Action Plan: A finger vibe can turn your digits into a supercharged erotic tool. Have her wear one and slowly trace it down your chest, pausing at sensitive spots. With practice and focus, you may even reach orgasm from this kind of touch. But don’t stress: If it feels good, you’re on track, says Glickman.
4 EMPLOY STEALTH TECHNOLOGY
Some women might prefer additional matériel in their campaign for the Big O. New, stealthy sex toys don’t hide from radar, but they’re unobtrusive. Treat yourself to a couples toy for a change.
Reinforcements: Use toys in a support role. Choose the right one that requires no uncomfortable positioning. Or use it to kick off foreplay with a little vibration, and then let your fingers join in. Because fingers, of course, are the ultimate digital stimulation.
5 DON’T LET SEX SMOLDER ON THE BACK BURNER
After a few years (and maybe a few children), finding the time to get naked together may become a big challenge. “We live in a culture that deprioritises sex,” says Bay Area psychologist Liz Powell, Psy.D.
The Strategy: Use the decidedly boring Google calendar to schedule sexy time, Powell suggests. Send her an invite for, say, Thursday at 10 p.m. Set the mood early in the day with a sext, or send her an erotic story from literotica.com. In the bedroom, try listening to erotic podcasts of hot stories, taking inspiration from the characters’ actions. Or use the stories as a soundtrack–candles and wine can’t hurt, either.

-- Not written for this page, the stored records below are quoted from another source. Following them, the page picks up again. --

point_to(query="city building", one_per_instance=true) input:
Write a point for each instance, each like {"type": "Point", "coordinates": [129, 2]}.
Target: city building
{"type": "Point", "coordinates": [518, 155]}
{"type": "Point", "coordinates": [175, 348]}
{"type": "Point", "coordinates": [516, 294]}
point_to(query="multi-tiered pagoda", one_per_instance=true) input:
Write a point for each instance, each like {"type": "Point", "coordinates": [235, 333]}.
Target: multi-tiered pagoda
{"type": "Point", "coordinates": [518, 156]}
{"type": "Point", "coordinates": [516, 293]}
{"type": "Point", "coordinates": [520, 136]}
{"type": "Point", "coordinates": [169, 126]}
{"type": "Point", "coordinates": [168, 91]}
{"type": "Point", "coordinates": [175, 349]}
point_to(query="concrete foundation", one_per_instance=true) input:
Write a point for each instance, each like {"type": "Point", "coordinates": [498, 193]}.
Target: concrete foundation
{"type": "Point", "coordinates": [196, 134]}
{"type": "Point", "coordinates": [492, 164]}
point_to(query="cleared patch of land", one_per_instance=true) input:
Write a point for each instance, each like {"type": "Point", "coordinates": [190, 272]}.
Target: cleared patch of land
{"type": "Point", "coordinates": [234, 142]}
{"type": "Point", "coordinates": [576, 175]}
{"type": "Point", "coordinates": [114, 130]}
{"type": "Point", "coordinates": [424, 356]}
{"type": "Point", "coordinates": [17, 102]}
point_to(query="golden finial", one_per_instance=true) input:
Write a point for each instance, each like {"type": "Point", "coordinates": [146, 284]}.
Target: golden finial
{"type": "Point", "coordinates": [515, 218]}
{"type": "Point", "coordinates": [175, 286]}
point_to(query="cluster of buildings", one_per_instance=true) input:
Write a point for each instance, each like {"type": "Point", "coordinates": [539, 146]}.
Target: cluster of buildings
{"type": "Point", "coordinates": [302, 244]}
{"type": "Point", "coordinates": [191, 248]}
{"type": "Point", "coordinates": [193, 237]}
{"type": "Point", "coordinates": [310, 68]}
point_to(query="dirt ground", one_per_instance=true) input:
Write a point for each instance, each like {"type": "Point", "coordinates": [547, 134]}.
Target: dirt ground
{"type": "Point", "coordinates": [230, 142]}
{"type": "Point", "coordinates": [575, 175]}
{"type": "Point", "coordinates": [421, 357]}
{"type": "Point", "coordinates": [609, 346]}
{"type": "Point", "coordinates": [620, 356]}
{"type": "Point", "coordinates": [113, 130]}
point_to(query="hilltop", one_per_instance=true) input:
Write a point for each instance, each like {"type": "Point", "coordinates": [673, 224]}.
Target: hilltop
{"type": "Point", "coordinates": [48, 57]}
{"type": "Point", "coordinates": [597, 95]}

6 REALISE YOU CAN ALWAYS LEARN MORE
Think you know it all? You’re probably missing out. “Most of us have pretty abysmal sex education histories,” Powell says. “There are always new ideas and new approaches.”
Advanced Training: There are websites out there that offer videos and livestreams, respectively, from sex educators tackling topics like massage and the basics of blindfolds. Instead of Netflix and chill, try sex ed and chill. Set aside a night to explore; if you see something you want to do or get your mate’s opinion on, pause the video for a discussion–or a trial run.
Names in this article have been changed to protect the privacy of the individuals.
A version of this article was published in the May 2018 issue of Men’s Health Singapore.